With Houston, San Antonio, Austin, Dallas, El Paso, and Brownsville opposing SB 4, one of the largest missing metro areas is the one anchored in McAllen, an area of more than 840,000 people. Despite the Upper Valley’s status as a center of Mexican-American culture and life, made up mostly of immigrants and their descendants, this anti-immigrant law has not met resistance from McAllen’s leaders.
Instead, Upper Valley police chiefs and politicians did just the opposite. In May, Sheriff Guerra, McAllen Police Chief Rodriguez, and most Hidalgo County police chiefs co-authored a misleading pro-SB4 editorial in the San Antonio Express-News with Governor Abbott to drum up support for the law. McAllen Mayor Darling sparked controversy by ignoring locals’ calls to oppose the law and deciding to honor SB4-supporter Ted Cruz at the city’s Fourth of July parade instead.
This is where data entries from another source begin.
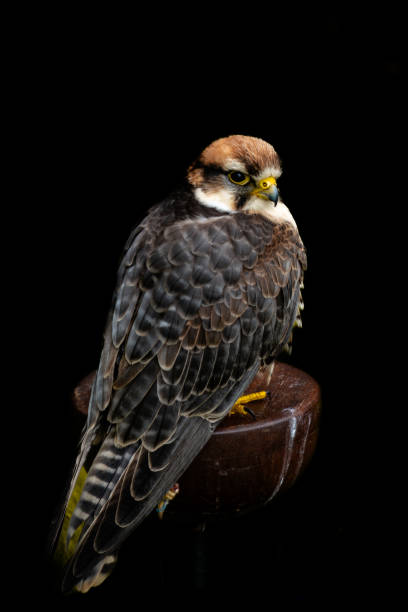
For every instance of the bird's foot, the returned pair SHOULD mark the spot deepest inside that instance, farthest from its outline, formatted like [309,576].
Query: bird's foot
[240,406]
[171,494]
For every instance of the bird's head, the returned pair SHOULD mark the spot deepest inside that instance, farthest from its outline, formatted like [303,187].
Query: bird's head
[238,174]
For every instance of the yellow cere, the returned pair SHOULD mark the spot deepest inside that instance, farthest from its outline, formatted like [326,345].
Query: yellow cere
[268,182]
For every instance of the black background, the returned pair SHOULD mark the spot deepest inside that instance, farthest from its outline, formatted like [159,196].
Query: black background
[113,109]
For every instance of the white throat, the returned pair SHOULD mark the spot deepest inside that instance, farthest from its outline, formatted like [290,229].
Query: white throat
[278,214]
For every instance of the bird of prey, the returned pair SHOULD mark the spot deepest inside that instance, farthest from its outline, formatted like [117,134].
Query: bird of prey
[207,294]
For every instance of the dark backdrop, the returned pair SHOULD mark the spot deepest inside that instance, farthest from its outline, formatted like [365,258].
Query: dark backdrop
[114,122]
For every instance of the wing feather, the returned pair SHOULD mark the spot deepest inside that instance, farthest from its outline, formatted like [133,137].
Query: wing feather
[199,307]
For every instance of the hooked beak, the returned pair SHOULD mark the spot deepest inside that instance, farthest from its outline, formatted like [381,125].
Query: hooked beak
[267,190]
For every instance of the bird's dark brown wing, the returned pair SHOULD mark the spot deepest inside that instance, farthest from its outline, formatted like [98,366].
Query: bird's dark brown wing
[199,307]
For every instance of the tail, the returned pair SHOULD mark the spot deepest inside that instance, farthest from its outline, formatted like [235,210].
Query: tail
[66,545]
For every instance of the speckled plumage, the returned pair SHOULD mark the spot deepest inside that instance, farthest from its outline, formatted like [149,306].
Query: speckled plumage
[204,299]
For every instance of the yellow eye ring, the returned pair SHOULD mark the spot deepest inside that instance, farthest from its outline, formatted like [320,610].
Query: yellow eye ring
[238,178]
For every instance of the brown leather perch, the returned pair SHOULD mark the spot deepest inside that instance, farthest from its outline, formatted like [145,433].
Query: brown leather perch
[247,461]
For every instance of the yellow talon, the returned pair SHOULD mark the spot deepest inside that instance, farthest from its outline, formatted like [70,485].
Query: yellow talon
[239,406]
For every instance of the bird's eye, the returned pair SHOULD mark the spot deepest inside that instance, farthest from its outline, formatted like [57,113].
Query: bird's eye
[239,178]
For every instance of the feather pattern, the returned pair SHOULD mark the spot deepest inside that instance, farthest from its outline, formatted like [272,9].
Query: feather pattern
[200,304]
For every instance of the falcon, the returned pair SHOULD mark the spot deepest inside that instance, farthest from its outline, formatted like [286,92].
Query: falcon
[208,291]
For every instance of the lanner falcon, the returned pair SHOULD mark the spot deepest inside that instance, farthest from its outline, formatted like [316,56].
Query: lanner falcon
[207,294]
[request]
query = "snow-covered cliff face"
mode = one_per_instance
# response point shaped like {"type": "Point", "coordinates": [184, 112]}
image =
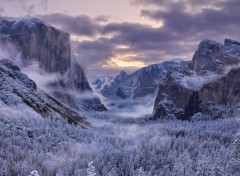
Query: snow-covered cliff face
{"type": "Point", "coordinates": [141, 83]}
{"type": "Point", "coordinates": [50, 49]}
{"type": "Point", "coordinates": [18, 91]}
{"type": "Point", "coordinates": [213, 78]}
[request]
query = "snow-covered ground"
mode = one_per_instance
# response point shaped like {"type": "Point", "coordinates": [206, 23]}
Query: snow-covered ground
{"type": "Point", "coordinates": [117, 145]}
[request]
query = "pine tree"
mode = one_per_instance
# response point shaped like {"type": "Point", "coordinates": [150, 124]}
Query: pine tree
{"type": "Point", "coordinates": [91, 171]}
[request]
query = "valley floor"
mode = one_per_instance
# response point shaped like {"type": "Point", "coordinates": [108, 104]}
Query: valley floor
{"type": "Point", "coordinates": [117, 146]}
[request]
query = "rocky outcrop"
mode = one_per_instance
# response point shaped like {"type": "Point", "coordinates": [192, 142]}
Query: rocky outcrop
{"type": "Point", "coordinates": [215, 57]}
{"type": "Point", "coordinates": [50, 49]}
{"type": "Point", "coordinates": [141, 83]}
{"type": "Point", "coordinates": [17, 90]}
{"type": "Point", "coordinates": [211, 79]}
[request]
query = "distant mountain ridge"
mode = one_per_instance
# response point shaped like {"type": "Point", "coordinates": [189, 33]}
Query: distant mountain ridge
{"type": "Point", "coordinates": [50, 48]}
{"type": "Point", "coordinates": [142, 82]}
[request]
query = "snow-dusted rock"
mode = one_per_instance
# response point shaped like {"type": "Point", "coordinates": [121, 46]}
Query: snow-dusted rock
{"type": "Point", "coordinates": [141, 83]}
{"type": "Point", "coordinates": [215, 57]}
{"type": "Point", "coordinates": [17, 90]}
{"type": "Point", "coordinates": [213, 78]}
{"type": "Point", "coordinates": [50, 48]}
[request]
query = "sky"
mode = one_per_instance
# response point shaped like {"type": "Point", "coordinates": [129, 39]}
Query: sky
{"type": "Point", "coordinates": [108, 36]}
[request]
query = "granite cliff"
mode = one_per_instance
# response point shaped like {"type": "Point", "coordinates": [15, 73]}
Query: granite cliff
{"type": "Point", "coordinates": [212, 78]}
{"type": "Point", "coordinates": [50, 48]}
{"type": "Point", "coordinates": [18, 91]}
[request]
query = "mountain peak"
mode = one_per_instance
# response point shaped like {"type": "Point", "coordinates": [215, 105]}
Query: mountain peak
{"type": "Point", "coordinates": [230, 42]}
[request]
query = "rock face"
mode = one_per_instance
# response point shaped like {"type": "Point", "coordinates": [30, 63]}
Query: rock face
{"type": "Point", "coordinates": [17, 90]}
{"type": "Point", "coordinates": [50, 49]}
{"type": "Point", "coordinates": [141, 83]}
{"type": "Point", "coordinates": [211, 79]}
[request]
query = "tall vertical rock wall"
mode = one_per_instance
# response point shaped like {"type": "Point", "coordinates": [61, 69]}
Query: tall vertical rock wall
{"type": "Point", "coordinates": [50, 48]}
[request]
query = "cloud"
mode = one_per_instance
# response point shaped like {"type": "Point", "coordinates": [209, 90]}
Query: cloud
{"type": "Point", "coordinates": [1, 10]}
{"type": "Point", "coordinates": [79, 25]}
{"type": "Point", "coordinates": [92, 53]}
{"type": "Point", "coordinates": [184, 24]}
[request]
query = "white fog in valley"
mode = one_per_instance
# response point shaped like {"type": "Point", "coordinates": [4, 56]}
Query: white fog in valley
{"type": "Point", "coordinates": [116, 145]}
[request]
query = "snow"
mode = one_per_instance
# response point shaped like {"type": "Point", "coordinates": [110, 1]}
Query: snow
{"type": "Point", "coordinates": [195, 82]}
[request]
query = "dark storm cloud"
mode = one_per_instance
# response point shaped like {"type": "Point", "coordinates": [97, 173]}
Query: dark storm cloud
{"type": "Point", "coordinates": [78, 25]}
{"type": "Point", "coordinates": [185, 24]}
{"type": "Point", "coordinates": [177, 20]}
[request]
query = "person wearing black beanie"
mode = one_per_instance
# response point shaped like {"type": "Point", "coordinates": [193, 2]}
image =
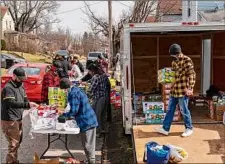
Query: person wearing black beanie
{"type": "Point", "coordinates": [182, 88]}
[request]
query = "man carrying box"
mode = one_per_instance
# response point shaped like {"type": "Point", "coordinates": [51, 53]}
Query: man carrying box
{"type": "Point", "coordinates": [181, 89]}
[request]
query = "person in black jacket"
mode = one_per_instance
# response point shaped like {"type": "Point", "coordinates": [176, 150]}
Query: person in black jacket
{"type": "Point", "coordinates": [14, 101]}
{"type": "Point", "coordinates": [88, 77]}
{"type": "Point", "coordinates": [77, 62]}
{"type": "Point", "coordinates": [66, 66]}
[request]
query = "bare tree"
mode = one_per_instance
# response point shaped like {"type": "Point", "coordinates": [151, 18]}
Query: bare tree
{"type": "Point", "coordinates": [140, 12]}
{"type": "Point", "coordinates": [30, 15]}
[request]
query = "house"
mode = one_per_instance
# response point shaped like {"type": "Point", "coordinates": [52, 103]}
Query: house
{"type": "Point", "coordinates": [7, 23]}
{"type": "Point", "coordinates": [171, 11]}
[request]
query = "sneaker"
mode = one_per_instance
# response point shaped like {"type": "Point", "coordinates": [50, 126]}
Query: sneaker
{"type": "Point", "coordinates": [187, 133]}
{"type": "Point", "coordinates": [162, 131]}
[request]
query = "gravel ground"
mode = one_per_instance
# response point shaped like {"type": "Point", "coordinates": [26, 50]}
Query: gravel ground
{"type": "Point", "coordinates": [119, 145]}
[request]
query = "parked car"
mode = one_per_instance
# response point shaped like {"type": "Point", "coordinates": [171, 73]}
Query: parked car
{"type": "Point", "coordinates": [33, 85]}
{"type": "Point", "coordinates": [6, 61]}
{"type": "Point", "coordinates": [16, 59]}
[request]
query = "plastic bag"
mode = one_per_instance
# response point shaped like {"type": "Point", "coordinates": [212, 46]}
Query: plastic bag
{"type": "Point", "coordinates": [177, 154]}
{"type": "Point", "coordinates": [155, 153]}
{"type": "Point", "coordinates": [67, 109]}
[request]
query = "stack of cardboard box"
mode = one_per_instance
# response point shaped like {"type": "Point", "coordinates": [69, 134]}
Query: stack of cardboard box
{"type": "Point", "coordinates": [166, 95]}
{"type": "Point", "coordinates": [58, 97]}
{"type": "Point", "coordinates": [154, 112]}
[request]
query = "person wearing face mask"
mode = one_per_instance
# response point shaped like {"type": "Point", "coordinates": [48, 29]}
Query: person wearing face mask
{"type": "Point", "coordinates": [83, 113]}
{"type": "Point", "coordinates": [50, 79]}
{"type": "Point", "coordinates": [180, 91]}
{"type": "Point", "coordinates": [100, 90]}
{"type": "Point", "coordinates": [13, 102]}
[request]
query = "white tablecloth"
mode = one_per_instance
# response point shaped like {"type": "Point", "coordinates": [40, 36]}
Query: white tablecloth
{"type": "Point", "coordinates": [76, 131]}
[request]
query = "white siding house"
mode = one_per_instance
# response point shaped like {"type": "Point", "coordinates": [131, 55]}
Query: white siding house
{"type": "Point", "coordinates": [7, 23]}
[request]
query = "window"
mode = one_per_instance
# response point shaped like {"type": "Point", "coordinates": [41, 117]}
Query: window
{"type": "Point", "coordinates": [30, 71]}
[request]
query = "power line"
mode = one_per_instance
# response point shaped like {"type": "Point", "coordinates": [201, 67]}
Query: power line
{"type": "Point", "coordinates": [123, 4]}
{"type": "Point", "coordinates": [78, 8]}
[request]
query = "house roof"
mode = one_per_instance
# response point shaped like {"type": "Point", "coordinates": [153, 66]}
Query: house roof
{"type": "Point", "coordinates": [150, 19]}
{"type": "Point", "coordinates": [3, 10]}
{"type": "Point", "coordinates": [170, 7]}
{"type": "Point", "coordinates": [216, 15]}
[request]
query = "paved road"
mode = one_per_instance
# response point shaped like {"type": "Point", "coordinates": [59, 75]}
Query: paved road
{"type": "Point", "coordinates": [38, 144]}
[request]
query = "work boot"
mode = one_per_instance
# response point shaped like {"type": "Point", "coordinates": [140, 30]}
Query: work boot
{"type": "Point", "coordinates": [162, 131]}
{"type": "Point", "coordinates": [187, 133]}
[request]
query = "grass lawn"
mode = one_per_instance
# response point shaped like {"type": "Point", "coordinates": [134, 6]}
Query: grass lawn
{"type": "Point", "coordinates": [37, 58]}
{"type": "Point", "coordinates": [34, 58]}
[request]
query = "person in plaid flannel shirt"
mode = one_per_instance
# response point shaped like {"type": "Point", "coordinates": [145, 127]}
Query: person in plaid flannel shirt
{"type": "Point", "coordinates": [182, 88]}
{"type": "Point", "coordinates": [50, 79]}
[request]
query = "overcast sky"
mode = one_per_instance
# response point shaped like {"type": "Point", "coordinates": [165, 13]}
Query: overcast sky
{"type": "Point", "coordinates": [71, 16]}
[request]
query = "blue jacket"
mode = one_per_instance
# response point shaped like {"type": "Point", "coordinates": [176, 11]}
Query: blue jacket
{"type": "Point", "coordinates": [81, 109]}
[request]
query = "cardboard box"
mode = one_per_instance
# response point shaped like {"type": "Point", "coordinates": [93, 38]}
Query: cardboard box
{"type": "Point", "coordinates": [166, 75]}
{"type": "Point", "coordinates": [57, 93]}
{"type": "Point", "coordinates": [37, 160]}
{"type": "Point", "coordinates": [177, 118]}
{"type": "Point", "coordinates": [153, 107]}
{"type": "Point", "coordinates": [220, 109]}
{"type": "Point", "coordinates": [166, 87]}
{"type": "Point", "coordinates": [154, 118]}
{"type": "Point", "coordinates": [113, 97]}
{"type": "Point", "coordinates": [59, 103]}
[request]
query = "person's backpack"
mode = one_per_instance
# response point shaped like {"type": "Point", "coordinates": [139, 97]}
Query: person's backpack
{"type": "Point", "coordinates": [156, 154]}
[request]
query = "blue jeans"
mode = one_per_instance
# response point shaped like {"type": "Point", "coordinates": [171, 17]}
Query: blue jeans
{"type": "Point", "coordinates": [183, 103]}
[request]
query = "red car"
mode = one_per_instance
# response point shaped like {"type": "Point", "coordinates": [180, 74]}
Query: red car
{"type": "Point", "coordinates": [33, 85]}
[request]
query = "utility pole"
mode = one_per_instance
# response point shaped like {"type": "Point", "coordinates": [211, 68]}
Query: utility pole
{"type": "Point", "coordinates": [189, 11]}
{"type": "Point", "coordinates": [110, 32]}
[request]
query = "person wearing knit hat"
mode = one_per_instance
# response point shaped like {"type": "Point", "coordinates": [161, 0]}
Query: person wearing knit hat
{"type": "Point", "coordinates": [50, 79]}
{"type": "Point", "coordinates": [83, 113]}
{"type": "Point", "coordinates": [182, 88]}
{"type": "Point", "coordinates": [13, 103]}
{"type": "Point", "coordinates": [100, 90]}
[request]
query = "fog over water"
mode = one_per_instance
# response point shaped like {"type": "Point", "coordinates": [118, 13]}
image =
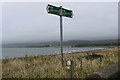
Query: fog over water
{"type": "Point", "coordinates": [29, 22]}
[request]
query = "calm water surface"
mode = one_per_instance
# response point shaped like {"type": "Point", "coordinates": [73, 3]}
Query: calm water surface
{"type": "Point", "coordinates": [21, 52]}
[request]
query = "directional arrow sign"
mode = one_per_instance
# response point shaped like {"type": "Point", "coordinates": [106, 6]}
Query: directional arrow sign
{"type": "Point", "coordinates": [56, 10]}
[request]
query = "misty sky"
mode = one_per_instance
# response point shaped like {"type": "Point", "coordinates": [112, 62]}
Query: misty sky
{"type": "Point", "coordinates": [26, 22]}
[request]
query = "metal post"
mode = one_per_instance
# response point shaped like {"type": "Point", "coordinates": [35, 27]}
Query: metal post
{"type": "Point", "coordinates": [61, 37]}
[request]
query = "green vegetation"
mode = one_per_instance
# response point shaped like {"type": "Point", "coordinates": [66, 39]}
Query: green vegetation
{"type": "Point", "coordinates": [49, 66]}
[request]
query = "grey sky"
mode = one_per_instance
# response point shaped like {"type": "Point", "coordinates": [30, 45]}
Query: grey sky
{"type": "Point", "coordinates": [30, 22]}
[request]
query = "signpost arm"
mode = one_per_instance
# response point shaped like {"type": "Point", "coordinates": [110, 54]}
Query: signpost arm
{"type": "Point", "coordinates": [61, 37]}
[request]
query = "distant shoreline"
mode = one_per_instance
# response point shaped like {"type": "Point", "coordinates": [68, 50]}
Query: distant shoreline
{"type": "Point", "coordinates": [55, 54]}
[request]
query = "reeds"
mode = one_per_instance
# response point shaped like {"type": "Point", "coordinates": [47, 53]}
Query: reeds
{"type": "Point", "coordinates": [49, 66]}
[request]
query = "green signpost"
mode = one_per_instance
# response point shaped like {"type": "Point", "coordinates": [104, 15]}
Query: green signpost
{"type": "Point", "coordinates": [60, 12]}
{"type": "Point", "coordinates": [56, 10]}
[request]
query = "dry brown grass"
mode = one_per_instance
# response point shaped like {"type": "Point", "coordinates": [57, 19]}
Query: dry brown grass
{"type": "Point", "coordinates": [49, 66]}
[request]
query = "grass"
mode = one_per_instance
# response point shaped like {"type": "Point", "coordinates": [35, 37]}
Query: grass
{"type": "Point", "coordinates": [49, 66]}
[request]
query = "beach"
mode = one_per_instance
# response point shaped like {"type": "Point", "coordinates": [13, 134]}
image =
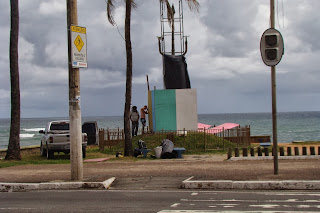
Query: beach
{"type": "Point", "coordinates": [292, 126]}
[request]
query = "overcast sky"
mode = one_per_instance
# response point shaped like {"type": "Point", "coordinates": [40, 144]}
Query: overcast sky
{"type": "Point", "coordinates": [224, 61]}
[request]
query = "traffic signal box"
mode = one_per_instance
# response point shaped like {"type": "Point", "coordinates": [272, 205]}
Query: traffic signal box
{"type": "Point", "coordinates": [271, 47]}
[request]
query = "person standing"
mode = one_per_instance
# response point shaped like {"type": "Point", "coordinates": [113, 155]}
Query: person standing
{"type": "Point", "coordinates": [143, 112]}
{"type": "Point", "coordinates": [134, 117]}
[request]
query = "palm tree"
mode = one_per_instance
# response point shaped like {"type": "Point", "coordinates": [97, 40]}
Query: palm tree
{"type": "Point", "coordinates": [193, 4]}
{"type": "Point", "coordinates": [110, 12]}
{"type": "Point", "coordinates": [13, 152]}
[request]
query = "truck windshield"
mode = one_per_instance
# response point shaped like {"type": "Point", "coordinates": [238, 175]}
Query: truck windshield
{"type": "Point", "coordinates": [60, 126]}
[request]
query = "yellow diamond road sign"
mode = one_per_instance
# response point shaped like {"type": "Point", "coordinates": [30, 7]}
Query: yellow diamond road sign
{"type": "Point", "coordinates": [79, 43]}
{"type": "Point", "coordinates": [79, 47]}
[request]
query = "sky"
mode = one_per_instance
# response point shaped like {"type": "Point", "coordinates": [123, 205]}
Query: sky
{"type": "Point", "coordinates": [224, 61]}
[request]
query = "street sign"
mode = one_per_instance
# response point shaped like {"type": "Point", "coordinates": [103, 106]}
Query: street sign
{"type": "Point", "coordinates": [79, 47]}
{"type": "Point", "coordinates": [271, 47]}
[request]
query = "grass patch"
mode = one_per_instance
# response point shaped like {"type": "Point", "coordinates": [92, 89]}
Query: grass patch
{"type": "Point", "coordinates": [33, 157]}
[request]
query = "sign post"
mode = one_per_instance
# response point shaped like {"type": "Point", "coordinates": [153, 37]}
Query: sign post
{"type": "Point", "coordinates": [271, 48]}
{"type": "Point", "coordinates": [74, 95]}
{"type": "Point", "coordinates": [79, 47]}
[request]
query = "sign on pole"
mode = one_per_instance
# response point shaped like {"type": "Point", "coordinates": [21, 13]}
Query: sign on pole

Unlike what Abbott, Cruz, and his local supporters say, SB4 is not about simply “enforcing the law” on immigration. Instead, it creates a whole set of new crimes while trampling on the free speech rights of all “local entities,” a term so broad it includes officials from the county sheriff to employees of South Texas College.
If SB4 goes into effect on Sept. 1, sheriffs could no longer set local policies prioritizing our safety. UTRGV campus police would be forced to act like ICE agents, making our local immigrant students afraid to report serious crimes at school ranging from theft to sexual assault.
Beyond this, SB4 will lead to arbitrary racial profiling based on appearance and accent. In a bilingual and bicultural region like ours, we can’t leave it to untrained local police officers to guess at who to pull over to ask about immigration status.
With more than 180 different types of immigration visas which often don’t give their holders a simple “green card” indicating legal status, immigration law is notoriously complicated. Local and campus police simply don’t have the training to make these technical determinations.
These types of requirements of SB4 pose special dangers for the Upper Valley, with McAllen alone receiving about a third of its sales tax from Mexican nationals. Although officials have tried to reassure Mexican tourists that McAllen remains welcoming through their recent “Amigos Always” campaign, SB4 threatens to undo any goodwill this has recouped.
In an instant, SB 4 would remake relations between police and the public with profound implications on Valley natives and our visiting Mexican neighbors. It is simply irresponsible for our elected officials to take a “wait and see” approach and stay silent on this issue.
Of course, officials may understandably be wary now that SB4 has passed. Shockingly, SB4 makes even speaking out against the law a crime for local officials, who can even be removed from office. While this is extreme and concerning, SB4 is not yet in effect, and the time is now to oppose it.
In a few short decades, McAllen has grown into the urban anchor of one of the largest metro regions in our state. With that status comes a special responsibility to defend our shared bicultural values, especially when a reckless law puts them under attack. With all other major cities on board, let’s not get left behind.
Ricardo Garza is a law clerk at the Texas Civil Rights Project in the South Texas office.